Ensure the anchors are horizontal at the back of the calf, apply to the skin and then follow the natural contours of the skin.
9. Apply a stirrup of 3.8 cm non-elastic tape from the upper anchor on the medial side, cover the posterior edge of the medial malleolus, pass beneath the heel and slightly behind the lateral malleolus. Pull up strongly to apply specific tension over the lateral side and affix the tape to the upper anchor laterally.
Ensure that the end of the tape is securely fixed to the anchor. Apply strong tension on the lateral side.
A third horizontal strip may be necessary when taping larger feet and when additional stability is required.
These stirrups may be ‘fanned’ when the athlete is at the returning to sport stage of rehabilitation (see fanned stirrups, p. 94).
Be careful to start with the appropriate angle so that the tape will follow the natural contours and end up in the appropriate place.
Support and hold the foot in eversion (turned outwards) to ensure a shortened position for the ligaments while applying this important supporting strip.
If using an elastic adhesive bandage (EAB), allow the tape to recoil before applying, when no tension is needed.
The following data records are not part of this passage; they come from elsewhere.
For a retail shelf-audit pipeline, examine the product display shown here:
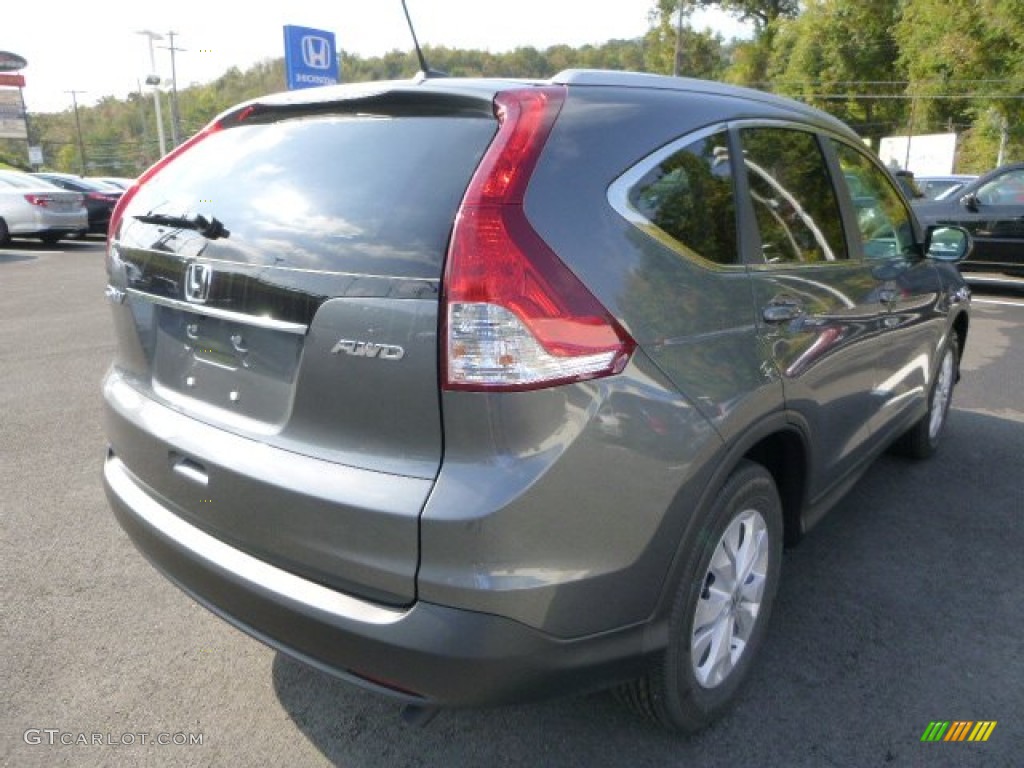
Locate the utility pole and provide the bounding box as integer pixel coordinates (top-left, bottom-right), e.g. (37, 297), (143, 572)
(995, 115), (1010, 168)
(65, 91), (87, 176)
(672, 0), (683, 77)
(161, 30), (187, 146)
(135, 30), (167, 157)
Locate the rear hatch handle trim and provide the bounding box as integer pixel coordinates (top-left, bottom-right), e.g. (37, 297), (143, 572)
(125, 288), (309, 336)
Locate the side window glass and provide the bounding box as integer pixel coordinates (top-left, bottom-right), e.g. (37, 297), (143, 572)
(740, 128), (848, 264)
(833, 141), (913, 258)
(628, 132), (739, 264)
(977, 170), (1024, 206)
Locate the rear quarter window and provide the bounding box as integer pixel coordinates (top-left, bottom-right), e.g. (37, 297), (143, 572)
(616, 131), (739, 264)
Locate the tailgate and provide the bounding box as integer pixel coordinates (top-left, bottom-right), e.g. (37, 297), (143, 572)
(106, 94), (496, 603)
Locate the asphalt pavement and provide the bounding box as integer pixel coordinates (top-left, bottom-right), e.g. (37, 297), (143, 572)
(0, 241), (1024, 768)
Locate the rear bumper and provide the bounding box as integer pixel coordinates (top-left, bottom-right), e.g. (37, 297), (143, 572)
(103, 456), (644, 706)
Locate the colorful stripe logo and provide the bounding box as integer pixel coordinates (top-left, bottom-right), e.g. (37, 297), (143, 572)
(921, 720), (997, 741)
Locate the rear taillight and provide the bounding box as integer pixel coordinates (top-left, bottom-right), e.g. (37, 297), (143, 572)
(106, 122), (222, 243)
(443, 86), (636, 391)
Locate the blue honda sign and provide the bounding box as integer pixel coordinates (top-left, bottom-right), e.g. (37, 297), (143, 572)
(285, 25), (338, 90)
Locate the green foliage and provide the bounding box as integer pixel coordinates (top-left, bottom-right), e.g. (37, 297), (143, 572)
(767, 0), (906, 139)
(0, 0), (1024, 176)
(895, 0), (1024, 170)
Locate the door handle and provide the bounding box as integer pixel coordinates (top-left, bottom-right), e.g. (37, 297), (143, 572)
(761, 296), (804, 323)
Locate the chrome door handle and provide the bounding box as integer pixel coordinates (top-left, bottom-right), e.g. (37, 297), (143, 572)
(761, 296), (804, 323)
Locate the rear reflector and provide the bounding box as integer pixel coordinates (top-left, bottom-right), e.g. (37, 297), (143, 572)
(443, 86), (636, 391)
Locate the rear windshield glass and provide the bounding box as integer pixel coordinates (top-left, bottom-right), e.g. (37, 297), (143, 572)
(121, 116), (497, 279)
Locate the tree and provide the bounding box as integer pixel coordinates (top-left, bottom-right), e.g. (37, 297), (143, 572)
(768, 0), (906, 144)
(895, 0), (1024, 170)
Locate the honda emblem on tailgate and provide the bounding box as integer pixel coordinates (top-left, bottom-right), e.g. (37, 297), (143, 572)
(185, 261), (213, 304)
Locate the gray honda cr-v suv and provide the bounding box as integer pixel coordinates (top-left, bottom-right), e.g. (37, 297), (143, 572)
(103, 71), (970, 729)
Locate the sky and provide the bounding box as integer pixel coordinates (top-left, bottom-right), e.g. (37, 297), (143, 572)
(0, 0), (749, 114)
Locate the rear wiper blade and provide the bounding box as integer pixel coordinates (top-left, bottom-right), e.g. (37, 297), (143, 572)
(135, 213), (231, 240)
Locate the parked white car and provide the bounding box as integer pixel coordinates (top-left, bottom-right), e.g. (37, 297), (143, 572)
(0, 170), (89, 246)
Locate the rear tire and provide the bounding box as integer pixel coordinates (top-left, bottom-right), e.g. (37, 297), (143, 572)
(895, 333), (959, 459)
(618, 461), (782, 732)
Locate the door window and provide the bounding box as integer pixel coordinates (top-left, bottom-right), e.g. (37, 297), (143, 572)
(833, 141), (913, 258)
(976, 169), (1024, 206)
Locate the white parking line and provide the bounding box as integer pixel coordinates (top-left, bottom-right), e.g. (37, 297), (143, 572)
(971, 296), (1024, 306)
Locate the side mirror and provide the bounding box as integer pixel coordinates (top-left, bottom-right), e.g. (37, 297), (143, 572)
(925, 226), (974, 263)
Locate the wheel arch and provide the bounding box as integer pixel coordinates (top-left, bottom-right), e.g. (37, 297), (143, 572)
(649, 411), (811, 648)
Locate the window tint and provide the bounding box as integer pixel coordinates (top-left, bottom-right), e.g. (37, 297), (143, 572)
(629, 133), (739, 264)
(740, 128), (847, 264)
(125, 116), (497, 279)
(978, 170), (1024, 206)
(833, 141), (913, 258)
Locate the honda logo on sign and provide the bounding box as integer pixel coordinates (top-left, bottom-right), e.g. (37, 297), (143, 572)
(302, 35), (331, 70)
(185, 261), (213, 304)
(285, 25), (339, 90)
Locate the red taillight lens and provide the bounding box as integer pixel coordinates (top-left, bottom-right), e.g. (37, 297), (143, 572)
(106, 123), (223, 243)
(443, 87), (636, 391)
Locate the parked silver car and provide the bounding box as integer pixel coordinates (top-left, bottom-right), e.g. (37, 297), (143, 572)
(0, 170), (89, 246)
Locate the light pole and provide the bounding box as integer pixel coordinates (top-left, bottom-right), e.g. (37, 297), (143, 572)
(161, 31), (185, 146)
(65, 91), (86, 176)
(136, 30), (167, 157)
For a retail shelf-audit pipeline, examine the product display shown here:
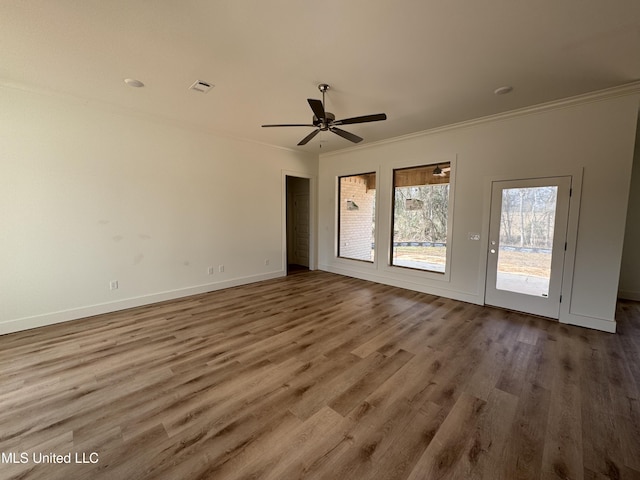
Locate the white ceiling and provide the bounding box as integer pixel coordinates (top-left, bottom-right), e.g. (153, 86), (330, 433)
(0, 0), (640, 152)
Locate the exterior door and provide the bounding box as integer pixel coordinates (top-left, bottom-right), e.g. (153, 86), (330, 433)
(485, 177), (571, 318)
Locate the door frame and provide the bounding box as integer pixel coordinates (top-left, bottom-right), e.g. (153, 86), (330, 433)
(485, 176), (572, 319)
(281, 170), (317, 275)
(477, 167), (584, 329)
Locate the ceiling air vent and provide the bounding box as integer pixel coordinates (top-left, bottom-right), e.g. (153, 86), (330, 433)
(189, 80), (214, 93)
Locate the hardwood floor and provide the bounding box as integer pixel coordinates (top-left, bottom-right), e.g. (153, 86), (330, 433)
(0, 272), (640, 480)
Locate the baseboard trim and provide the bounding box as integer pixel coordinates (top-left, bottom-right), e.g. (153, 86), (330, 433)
(318, 265), (484, 305)
(0, 270), (286, 335)
(618, 290), (640, 302)
(559, 313), (617, 333)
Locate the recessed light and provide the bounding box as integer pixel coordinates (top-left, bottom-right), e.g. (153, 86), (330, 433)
(493, 85), (513, 95)
(124, 78), (144, 88)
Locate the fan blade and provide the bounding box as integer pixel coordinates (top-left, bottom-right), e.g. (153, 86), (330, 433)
(298, 129), (320, 145)
(262, 123), (316, 127)
(329, 127), (362, 143)
(332, 113), (387, 125)
(307, 98), (325, 121)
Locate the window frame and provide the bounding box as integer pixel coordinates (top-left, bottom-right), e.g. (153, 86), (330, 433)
(387, 156), (456, 282)
(335, 170), (380, 265)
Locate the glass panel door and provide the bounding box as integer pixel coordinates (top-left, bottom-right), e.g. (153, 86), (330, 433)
(496, 186), (558, 297)
(485, 177), (571, 318)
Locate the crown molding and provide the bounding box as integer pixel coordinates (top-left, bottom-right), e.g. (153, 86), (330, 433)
(319, 80), (640, 158)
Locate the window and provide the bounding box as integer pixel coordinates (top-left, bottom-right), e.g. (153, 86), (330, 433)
(391, 162), (451, 273)
(338, 173), (376, 262)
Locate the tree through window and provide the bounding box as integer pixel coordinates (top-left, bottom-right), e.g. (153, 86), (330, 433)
(391, 162), (451, 273)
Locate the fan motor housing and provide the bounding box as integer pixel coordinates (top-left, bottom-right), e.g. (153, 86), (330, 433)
(313, 112), (336, 130)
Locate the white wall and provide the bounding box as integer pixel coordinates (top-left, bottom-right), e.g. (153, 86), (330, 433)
(318, 92), (638, 331)
(0, 87), (317, 333)
(618, 114), (640, 300)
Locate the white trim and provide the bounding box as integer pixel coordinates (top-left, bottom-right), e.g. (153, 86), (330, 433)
(318, 264), (483, 305)
(281, 170), (318, 272)
(0, 270), (286, 335)
(560, 313), (616, 333)
(618, 290), (640, 302)
(319, 81), (640, 158)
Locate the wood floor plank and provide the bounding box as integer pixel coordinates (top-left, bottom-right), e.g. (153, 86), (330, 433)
(0, 272), (640, 480)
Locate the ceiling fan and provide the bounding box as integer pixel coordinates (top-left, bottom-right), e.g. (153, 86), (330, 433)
(262, 83), (387, 145)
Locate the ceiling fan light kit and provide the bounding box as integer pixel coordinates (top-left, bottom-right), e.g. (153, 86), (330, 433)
(262, 83), (387, 145)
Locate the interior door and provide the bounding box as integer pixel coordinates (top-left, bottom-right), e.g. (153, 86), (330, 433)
(485, 177), (571, 318)
(293, 193), (309, 267)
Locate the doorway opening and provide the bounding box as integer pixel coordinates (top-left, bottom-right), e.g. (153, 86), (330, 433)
(286, 175), (311, 275)
(485, 177), (571, 319)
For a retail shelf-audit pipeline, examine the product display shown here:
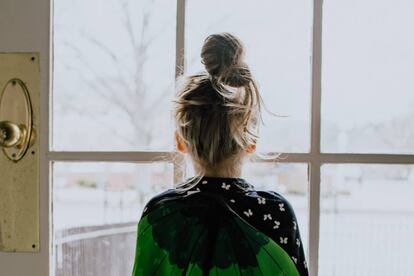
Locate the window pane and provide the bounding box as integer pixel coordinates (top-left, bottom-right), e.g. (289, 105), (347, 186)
(186, 0), (312, 152)
(53, 162), (173, 276)
(52, 0), (176, 151)
(319, 165), (414, 276)
(322, 0), (414, 154)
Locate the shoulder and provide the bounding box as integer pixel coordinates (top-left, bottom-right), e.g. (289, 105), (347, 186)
(142, 189), (180, 216)
(247, 190), (296, 218)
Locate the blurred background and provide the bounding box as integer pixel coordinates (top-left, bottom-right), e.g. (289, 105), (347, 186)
(51, 0), (414, 276)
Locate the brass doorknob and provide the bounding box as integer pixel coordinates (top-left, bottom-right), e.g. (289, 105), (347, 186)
(0, 121), (27, 148)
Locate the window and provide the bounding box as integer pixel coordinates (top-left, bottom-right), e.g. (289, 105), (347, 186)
(51, 0), (414, 276)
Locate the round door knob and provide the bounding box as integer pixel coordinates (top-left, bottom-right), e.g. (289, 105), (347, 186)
(0, 121), (27, 148)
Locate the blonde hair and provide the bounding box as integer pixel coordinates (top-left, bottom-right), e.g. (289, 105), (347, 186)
(174, 33), (262, 175)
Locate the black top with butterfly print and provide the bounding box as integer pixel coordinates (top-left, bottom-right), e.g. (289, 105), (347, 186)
(143, 177), (309, 276)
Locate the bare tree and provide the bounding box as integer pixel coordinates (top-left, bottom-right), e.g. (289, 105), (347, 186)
(55, 0), (174, 148)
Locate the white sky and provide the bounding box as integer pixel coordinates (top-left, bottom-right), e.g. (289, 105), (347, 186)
(54, 0), (414, 151)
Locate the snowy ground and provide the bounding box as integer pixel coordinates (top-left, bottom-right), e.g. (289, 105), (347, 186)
(54, 181), (414, 276)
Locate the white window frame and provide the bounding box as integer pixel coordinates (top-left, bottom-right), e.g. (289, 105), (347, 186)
(40, 0), (414, 276)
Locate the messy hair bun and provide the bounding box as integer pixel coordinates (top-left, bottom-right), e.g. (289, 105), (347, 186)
(175, 33), (261, 174)
(201, 33), (252, 87)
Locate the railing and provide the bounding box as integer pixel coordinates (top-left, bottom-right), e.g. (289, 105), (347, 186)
(54, 223), (137, 276)
(55, 210), (414, 276)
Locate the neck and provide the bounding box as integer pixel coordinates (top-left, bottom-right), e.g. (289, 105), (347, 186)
(194, 164), (242, 178)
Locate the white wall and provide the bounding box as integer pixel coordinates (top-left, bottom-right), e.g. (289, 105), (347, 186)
(0, 0), (51, 276)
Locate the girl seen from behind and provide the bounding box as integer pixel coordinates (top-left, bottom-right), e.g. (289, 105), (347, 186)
(133, 33), (308, 276)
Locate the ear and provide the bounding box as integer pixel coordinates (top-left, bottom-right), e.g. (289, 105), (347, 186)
(175, 131), (187, 153)
(246, 144), (256, 154)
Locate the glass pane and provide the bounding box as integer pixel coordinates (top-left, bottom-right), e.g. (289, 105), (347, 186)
(319, 164), (414, 276)
(186, 0), (312, 152)
(52, 162), (173, 276)
(322, 0), (414, 154)
(52, 0), (176, 151)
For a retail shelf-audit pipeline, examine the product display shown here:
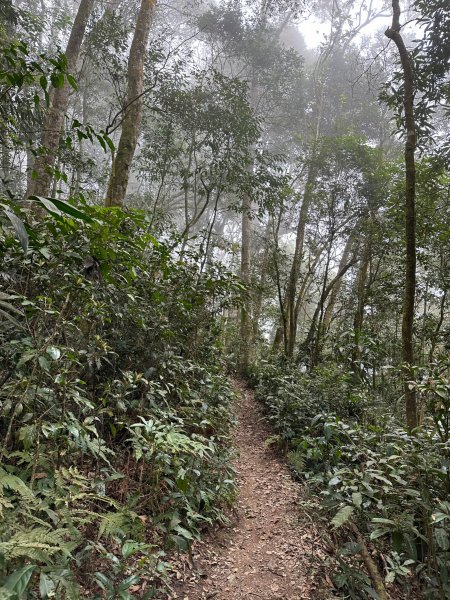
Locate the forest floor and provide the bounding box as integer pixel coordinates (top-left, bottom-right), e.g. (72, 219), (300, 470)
(171, 382), (335, 600)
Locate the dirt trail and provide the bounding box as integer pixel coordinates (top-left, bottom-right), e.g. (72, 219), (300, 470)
(172, 384), (333, 600)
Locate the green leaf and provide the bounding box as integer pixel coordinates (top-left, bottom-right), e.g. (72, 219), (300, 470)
(331, 506), (355, 529)
(352, 492), (362, 508)
(434, 527), (450, 551)
(30, 196), (94, 223)
(38, 356), (50, 371)
(39, 572), (55, 598)
(3, 565), (36, 598)
(46, 346), (61, 360)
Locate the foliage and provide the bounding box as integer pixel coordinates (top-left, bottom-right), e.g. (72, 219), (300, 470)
(253, 360), (450, 598)
(0, 205), (240, 598)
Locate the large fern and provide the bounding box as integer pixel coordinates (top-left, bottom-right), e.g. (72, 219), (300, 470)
(0, 527), (76, 564)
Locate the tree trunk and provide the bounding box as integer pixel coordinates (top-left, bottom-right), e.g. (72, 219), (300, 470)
(286, 165), (316, 357)
(239, 194), (252, 374)
(105, 0), (156, 206)
(302, 258), (357, 367)
(385, 0), (418, 429)
(352, 247), (370, 363)
(323, 235), (354, 331)
(26, 0), (95, 197)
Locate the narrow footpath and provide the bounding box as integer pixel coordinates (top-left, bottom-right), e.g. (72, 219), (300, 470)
(172, 383), (334, 600)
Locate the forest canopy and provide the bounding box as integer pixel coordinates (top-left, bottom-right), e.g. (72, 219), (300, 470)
(0, 0), (450, 600)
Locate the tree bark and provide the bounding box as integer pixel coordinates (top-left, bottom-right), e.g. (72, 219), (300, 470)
(352, 246), (370, 363)
(323, 235), (354, 332)
(285, 159), (316, 357)
(26, 0), (95, 197)
(302, 258), (358, 367)
(385, 0), (418, 429)
(105, 0), (157, 206)
(239, 194), (252, 374)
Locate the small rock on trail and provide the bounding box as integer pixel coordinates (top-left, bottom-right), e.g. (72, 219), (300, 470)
(171, 382), (334, 600)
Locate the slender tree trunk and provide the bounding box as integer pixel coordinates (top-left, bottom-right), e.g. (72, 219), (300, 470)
(385, 0), (418, 429)
(253, 217), (273, 340)
(105, 0), (157, 206)
(239, 194), (252, 373)
(352, 247), (370, 363)
(302, 254), (357, 367)
(286, 165), (316, 357)
(323, 235), (354, 331)
(26, 0), (95, 197)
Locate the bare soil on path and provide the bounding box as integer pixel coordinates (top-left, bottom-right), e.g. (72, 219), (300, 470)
(172, 383), (334, 600)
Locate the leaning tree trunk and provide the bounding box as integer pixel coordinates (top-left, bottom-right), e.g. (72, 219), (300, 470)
(323, 234), (354, 332)
(385, 0), (418, 429)
(285, 164), (316, 357)
(26, 0), (95, 197)
(239, 194), (252, 374)
(105, 0), (157, 206)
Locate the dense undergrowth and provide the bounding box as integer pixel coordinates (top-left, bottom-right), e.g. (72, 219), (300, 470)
(250, 359), (450, 599)
(0, 201), (239, 599)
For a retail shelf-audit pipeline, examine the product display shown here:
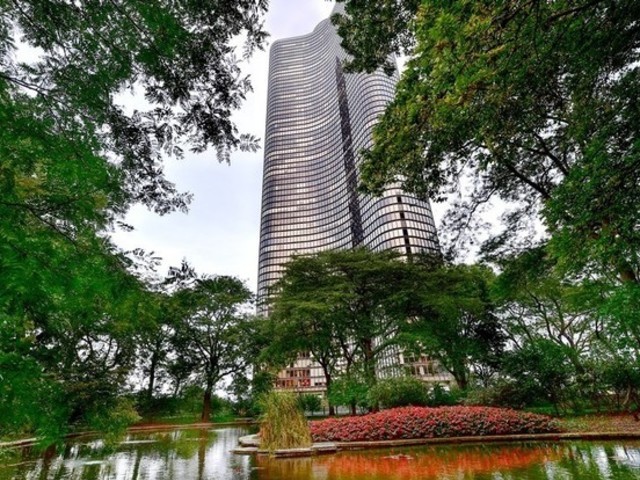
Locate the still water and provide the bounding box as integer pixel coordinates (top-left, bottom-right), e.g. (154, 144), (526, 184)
(0, 428), (640, 480)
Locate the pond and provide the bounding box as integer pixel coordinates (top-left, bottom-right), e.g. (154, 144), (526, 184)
(0, 428), (640, 480)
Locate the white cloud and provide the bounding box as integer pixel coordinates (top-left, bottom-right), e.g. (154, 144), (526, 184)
(113, 0), (333, 290)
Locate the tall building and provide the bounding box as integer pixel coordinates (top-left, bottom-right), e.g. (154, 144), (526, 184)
(258, 4), (450, 387)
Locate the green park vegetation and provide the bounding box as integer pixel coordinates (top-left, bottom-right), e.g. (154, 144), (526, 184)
(0, 0), (640, 450)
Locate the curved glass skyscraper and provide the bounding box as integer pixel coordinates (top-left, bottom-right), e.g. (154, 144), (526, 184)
(258, 4), (437, 308)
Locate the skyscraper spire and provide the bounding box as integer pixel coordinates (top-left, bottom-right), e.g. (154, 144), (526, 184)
(331, 1), (346, 15)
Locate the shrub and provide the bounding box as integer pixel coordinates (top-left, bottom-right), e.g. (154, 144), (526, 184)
(311, 406), (560, 442)
(368, 377), (429, 408)
(260, 392), (311, 451)
(427, 383), (462, 407)
(328, 375), (369, 415)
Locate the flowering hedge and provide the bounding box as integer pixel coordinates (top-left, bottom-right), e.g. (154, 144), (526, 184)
(310, 407), (560, 442)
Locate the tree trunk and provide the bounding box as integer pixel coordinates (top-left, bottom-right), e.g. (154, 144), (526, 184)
(451, 365), (469, 391)
(320, 362), (336, 417)
(200, 385), (213, 422)
(147, 351), (158, 401)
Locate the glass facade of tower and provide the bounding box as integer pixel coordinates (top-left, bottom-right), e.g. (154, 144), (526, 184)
(258, 10), (438, 308)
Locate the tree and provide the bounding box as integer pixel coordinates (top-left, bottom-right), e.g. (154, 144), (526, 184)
(336, 0), (640, 284)
(174, 268), (256, 422)
(262, 257), (347, 415)
(0, 0), (266, 438)
(0, 0), (267, 213)
(402, 262), (505, 390)
(272, 248), (408, 385)
(492, 247), (610, 372)
(327, 372), (369, 415)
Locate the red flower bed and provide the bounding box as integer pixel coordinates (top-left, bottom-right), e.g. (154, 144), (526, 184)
(310, 407), (560, 442)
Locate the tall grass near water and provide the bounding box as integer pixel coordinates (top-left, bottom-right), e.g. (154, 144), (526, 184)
(260, 392), (312, 452)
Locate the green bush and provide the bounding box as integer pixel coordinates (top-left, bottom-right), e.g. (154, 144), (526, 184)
(427, 383), (462, 407)
(368, 377), (430, 408)
(327, 376), (369, 414)
(260, 392), (312, 452)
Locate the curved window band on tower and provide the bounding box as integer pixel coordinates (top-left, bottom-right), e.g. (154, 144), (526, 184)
(258, 8), (438, 308)
(258, 3), (451, 393)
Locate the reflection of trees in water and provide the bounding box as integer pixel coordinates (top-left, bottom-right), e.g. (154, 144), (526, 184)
(8, 436), (640, 480)
(253, 443), (640, 480)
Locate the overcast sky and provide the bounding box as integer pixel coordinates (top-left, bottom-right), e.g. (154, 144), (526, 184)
(113, 0), (340, 291)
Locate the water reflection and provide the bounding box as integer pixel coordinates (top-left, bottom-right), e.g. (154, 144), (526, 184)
(0, 429), (251, 480)
(0, 428), (640, 480)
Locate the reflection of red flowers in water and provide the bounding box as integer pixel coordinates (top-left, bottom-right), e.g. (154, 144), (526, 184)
(258, 445), (562, 480)
(317, 447), (559, 480)
(309, 406), (560, 442)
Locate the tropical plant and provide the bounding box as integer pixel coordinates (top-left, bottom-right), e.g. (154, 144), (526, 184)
(260, 392), (311, 452)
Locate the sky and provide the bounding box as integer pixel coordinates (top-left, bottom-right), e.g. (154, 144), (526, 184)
(112, 0), (444, 291)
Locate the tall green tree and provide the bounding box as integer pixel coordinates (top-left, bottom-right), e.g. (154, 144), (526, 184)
(273, 248), (408, 385)
(492, 247), (600, 372)
(402, 262), (505, 390)
(263, 257), (353, 414)
(174, 269), (259, 422)
(336, 0), (640, 286)
(0, 0), (266, 437)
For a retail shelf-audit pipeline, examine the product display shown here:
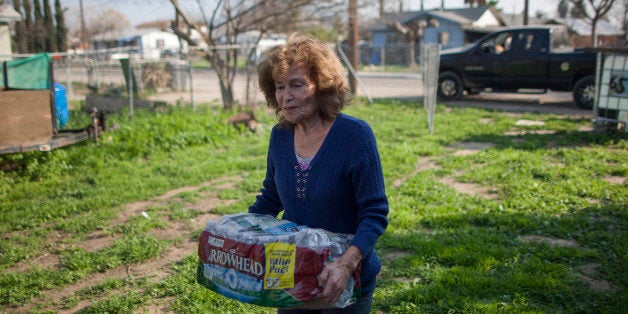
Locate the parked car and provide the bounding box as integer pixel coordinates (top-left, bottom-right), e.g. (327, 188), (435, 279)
(438, 25), (596, 109)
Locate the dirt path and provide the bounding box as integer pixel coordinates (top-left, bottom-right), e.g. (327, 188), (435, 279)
(7, 176), (243, 313)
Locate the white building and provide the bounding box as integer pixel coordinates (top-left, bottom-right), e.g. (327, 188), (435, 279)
(92, 28), (188, 60)
(0, 3), (22, 60)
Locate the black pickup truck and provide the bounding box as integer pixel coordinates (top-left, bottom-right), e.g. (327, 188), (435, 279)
(438, 25), (596, 109)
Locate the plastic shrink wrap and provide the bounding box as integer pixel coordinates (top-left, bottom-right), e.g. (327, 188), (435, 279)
(197, 213), (360, 308)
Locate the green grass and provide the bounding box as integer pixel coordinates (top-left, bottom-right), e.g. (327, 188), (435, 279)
(0, 101), (628, 313)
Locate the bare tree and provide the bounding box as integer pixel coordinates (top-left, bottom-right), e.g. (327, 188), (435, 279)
(569, 0), (615, 47)
(170, 0), (344, 109)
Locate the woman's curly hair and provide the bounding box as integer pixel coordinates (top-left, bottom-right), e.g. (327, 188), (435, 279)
(257, 33), (349, 123)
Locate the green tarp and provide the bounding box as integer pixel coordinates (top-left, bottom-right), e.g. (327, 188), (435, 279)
(0, 53), (52, 89)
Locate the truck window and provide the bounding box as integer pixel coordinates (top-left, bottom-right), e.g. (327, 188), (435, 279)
(551, 27), (571, 50)
(481, 32), (513, 54)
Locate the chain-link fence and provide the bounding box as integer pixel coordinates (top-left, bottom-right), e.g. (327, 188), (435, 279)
(6, 45), (421, 111)
(342, 43), (421, 70)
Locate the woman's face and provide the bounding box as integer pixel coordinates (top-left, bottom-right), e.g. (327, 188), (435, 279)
(275, 66), (319, 124)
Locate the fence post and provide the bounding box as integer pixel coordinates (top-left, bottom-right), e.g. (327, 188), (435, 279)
(188, 60), (196, 109)
(128, 53), (134, 116)
(421, 44), (440, 134)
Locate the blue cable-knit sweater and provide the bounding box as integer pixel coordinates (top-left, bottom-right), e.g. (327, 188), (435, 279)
(249, 113), (388, 294)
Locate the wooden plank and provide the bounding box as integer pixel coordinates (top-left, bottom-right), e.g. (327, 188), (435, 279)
(0, 90), (54, 146)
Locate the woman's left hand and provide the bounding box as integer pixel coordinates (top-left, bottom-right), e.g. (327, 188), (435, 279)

When pulling the EAB up with tension, hold the tape against the underlying tape below the point at which you want to apply the tension. Apply tension and then press up against the underlying tape. Move your point of contact to where you want to release the tension and hold the tape against the underlying tape here. Allow the EAB to recoil before proceeding with the technique.
Apply a second figure of eight if necessary to cover any open areas (overlap the first figure of eight by half).
For return to dynamic activity, a heel locking figure of eight or a reverse figure of eight can be applied in place of the regular figure of eight.
(typically a combination of two ligaments: calcaneo-fibular and anterior talo-fibular)
• forced inversion with plantarflexion
• often secondary to inadequate rehabilitation of a previous ankle sprain (reduced proprioception)
• local pain, swelling, discolouration and tenderness anteriorly and inferior to the lateral malleolus
• active movement testing: pain on plantarflexion with inversion
• passive movement testing: pain on plantarflexion with inversion
• resistance testing (neutral position): no significant pattern of pain with moderate resistance
• taping: first 48 hours: Acute Ankle Injury (open basketweave) (p. 76)
• continued therapy including:
• progressive pain-free rehabilitation including:
• gradual painfree reintegration to sports activity with specific taping
• anterior talo-crural and sub-talar instability if ligaments are not supported in a shortened position during healing phase
• weakness and/or tendinitis of peroneal muscles
• extensor digitorum longus is often injured simultaneously, predisposing to chronic residual weakness
• repeated injury caused by poor proprioception and joint instability
• chronic swelling in the sinus tarsi and around the tip of the lateral malleolus
During the subacute and rehabilitation stage of ankle sprains, the tape job is adapted to the varying needs of the injury. Each tape job must be adjusted for the anatomy of the specific ligament, the degree of injury and the current stage of healing. As the athlete gradually returns to sports activity, his or her sport-specific requirements must also be accommodated.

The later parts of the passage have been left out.